Page MenuHomePhabricator

pybal_monitor_down_results_total metric only created when PyBal goes down
Closed, ResolvedPublic

Description

There's been an alert for AlertLintProblem for a few sites:

Screenshot at 2023-12-19 15-01-14.png (329×549 px, 46 KB)

This is caused by no metrics actually existing for any of the instances in the sites in question. The pybal_monitor_down_results_total metric is never initialized until a failure event occurs; Any PyBal instance that always remains healthy will be marked by AlertLintProblem as problematic.

Compare a site with metrics:

# HELP pybal_monitor_down_results_total Monitor down result count
# TYPE pybal_monitor_down_results_total counter
pybal_monitor_down_results_total{host="cp4037.ulsfo.wmnet",monitor="IdleConnection",service="testlb_443"} 22.0
pybal_monitor_down_results_total{host="ncredir4001.ulsfo.wmnet",monitor="ProxyFetch",service="ncredirlb_443"} 1.0
[...]
# TYPE pybal_monitor_down_results_created gauge
[...]

With a problem site:

# HELP pybal_monitor_down_results_total Monitor down result count
# TYPE pybal_monitor_down_results_total counter
# HELP pybal_monitor_status Monitor up status
# TYPE pybal_monitor_status gauge
[...]

Prometheus advises against missing metrics, so we should initialize the counters to 0 when PyBal starts.

See the _resultDown method as a starting point.

Event Timeline

BCornwall triaged this task as Medium priority.Dec 19 2023, 11:07 PM
BCornwall moved this task from Backlog to Ready for work on the Traffic board.
Reedy renamed this task from LVS hosts have missing metrics when PyBal never goes down to LVS hosts have missing metrics even though PyBal never goes down.Dec 20 2023, 12:25 AM

The old title was more descriptive IMO - The metric, pybal_monitor_down_results_total, is missing specifically when PyBal never goes down.

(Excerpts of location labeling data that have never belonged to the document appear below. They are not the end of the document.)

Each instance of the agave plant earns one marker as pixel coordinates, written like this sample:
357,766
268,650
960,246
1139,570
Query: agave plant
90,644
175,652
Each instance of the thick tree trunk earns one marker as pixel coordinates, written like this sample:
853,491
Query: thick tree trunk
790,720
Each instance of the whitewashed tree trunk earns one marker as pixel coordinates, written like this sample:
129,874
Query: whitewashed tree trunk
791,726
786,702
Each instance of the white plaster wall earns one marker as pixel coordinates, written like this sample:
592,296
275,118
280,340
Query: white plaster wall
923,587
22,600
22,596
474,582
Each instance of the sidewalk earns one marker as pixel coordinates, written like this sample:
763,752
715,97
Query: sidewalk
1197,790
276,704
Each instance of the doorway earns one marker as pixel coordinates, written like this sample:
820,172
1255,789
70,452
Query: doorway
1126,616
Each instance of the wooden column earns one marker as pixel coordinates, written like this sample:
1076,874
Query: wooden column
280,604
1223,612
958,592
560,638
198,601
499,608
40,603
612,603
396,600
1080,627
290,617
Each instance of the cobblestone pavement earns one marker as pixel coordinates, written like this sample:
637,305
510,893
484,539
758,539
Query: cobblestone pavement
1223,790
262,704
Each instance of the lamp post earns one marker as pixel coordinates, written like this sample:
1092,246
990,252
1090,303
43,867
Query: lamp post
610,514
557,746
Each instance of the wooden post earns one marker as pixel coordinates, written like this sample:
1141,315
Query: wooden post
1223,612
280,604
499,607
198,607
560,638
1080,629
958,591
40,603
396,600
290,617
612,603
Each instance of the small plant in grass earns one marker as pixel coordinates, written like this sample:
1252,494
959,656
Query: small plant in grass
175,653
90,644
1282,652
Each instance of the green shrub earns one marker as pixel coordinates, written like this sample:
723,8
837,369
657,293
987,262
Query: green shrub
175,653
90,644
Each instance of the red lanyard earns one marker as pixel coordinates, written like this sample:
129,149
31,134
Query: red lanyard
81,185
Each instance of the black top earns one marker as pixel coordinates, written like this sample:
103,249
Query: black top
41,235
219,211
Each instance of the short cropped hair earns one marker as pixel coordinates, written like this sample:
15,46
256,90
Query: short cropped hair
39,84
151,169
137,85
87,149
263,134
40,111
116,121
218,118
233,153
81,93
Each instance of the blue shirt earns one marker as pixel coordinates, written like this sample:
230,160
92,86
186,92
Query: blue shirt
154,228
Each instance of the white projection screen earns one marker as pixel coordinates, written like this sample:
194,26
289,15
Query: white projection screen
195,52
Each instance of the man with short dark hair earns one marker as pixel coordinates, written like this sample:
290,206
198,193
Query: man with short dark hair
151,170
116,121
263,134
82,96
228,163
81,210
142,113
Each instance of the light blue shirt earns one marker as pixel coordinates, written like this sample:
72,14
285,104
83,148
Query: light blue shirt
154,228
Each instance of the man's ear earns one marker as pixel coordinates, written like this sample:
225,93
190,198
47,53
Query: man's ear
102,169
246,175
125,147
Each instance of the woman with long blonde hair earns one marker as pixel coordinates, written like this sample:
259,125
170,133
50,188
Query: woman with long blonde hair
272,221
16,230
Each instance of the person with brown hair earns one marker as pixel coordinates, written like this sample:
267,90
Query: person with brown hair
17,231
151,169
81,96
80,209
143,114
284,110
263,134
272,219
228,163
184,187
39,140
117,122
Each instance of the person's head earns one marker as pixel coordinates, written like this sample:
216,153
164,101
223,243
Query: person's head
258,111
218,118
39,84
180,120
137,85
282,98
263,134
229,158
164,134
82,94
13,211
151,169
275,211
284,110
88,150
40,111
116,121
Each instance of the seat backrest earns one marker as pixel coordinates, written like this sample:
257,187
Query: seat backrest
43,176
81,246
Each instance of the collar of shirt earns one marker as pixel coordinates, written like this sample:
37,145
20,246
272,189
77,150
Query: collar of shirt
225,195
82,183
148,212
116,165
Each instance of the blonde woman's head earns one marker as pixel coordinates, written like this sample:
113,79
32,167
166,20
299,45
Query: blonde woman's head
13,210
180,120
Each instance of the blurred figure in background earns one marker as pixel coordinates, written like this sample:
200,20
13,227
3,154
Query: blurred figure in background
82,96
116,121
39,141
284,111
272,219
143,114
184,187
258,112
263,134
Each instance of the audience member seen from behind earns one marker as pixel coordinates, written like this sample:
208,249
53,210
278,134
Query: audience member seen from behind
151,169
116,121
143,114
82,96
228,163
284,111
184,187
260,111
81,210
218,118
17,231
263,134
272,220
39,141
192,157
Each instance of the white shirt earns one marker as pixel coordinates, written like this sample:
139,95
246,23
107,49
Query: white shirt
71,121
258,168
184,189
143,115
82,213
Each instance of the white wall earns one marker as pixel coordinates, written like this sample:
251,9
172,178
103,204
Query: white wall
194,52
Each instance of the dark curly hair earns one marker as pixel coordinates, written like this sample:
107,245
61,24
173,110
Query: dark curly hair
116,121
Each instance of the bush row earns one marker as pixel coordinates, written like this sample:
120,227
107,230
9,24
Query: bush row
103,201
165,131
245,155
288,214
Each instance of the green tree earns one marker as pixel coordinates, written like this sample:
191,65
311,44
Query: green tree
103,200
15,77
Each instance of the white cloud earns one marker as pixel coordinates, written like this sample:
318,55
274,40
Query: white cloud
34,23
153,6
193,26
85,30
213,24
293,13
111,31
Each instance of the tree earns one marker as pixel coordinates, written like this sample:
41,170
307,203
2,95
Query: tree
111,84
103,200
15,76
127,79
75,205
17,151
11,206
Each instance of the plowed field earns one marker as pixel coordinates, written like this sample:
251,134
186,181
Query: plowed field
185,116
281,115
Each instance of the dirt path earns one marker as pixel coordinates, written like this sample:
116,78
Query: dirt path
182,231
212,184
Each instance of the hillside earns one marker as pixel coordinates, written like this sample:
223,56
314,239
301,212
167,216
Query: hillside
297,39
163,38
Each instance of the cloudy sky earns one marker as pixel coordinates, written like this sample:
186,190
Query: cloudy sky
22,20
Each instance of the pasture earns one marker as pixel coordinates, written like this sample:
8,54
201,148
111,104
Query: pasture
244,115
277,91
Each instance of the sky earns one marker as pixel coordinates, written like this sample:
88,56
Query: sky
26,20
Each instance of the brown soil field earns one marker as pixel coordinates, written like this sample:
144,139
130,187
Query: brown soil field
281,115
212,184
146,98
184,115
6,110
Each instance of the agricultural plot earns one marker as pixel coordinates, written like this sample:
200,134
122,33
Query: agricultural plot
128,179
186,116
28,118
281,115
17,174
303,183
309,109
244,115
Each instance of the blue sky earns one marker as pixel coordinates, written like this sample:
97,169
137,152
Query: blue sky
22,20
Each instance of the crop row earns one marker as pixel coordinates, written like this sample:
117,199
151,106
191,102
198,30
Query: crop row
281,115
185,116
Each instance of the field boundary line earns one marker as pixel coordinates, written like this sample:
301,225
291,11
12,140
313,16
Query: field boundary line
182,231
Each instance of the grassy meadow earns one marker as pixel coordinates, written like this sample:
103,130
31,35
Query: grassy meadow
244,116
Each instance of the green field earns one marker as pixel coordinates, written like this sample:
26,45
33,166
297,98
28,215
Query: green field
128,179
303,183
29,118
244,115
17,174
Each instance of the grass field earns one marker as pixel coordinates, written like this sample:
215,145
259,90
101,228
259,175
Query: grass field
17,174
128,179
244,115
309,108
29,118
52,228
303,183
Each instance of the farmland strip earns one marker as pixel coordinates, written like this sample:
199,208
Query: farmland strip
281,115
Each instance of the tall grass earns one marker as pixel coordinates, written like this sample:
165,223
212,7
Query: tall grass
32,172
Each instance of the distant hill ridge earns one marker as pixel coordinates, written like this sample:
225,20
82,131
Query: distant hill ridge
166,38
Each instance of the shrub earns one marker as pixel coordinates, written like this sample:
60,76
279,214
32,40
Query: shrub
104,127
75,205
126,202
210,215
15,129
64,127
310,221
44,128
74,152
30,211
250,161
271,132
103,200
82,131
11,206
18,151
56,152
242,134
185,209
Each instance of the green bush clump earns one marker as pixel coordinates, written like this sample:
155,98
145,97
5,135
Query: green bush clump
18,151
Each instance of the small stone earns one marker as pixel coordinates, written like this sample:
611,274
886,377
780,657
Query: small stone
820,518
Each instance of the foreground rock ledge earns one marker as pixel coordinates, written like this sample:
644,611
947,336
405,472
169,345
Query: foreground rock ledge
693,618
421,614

BCornwall renamed this task from LVS hosts have missing metrics even though PyBal never goes down to LVS hosts have missing metrics when PyBal never goes down.Dec 20 2023, 12:29 AM
BCornwall updated the task description. (Show Details)

The old title was more descriptive IMO - The metric, pybal_monitor_down_results_total, is missing specifically when PyBal never goes down.

It doesn't seem to read correctly though? If it was "LVS hosts have missing metrics when PyBal goes down", fine, that makes sense. But with the negation added by "never", it seems clunky.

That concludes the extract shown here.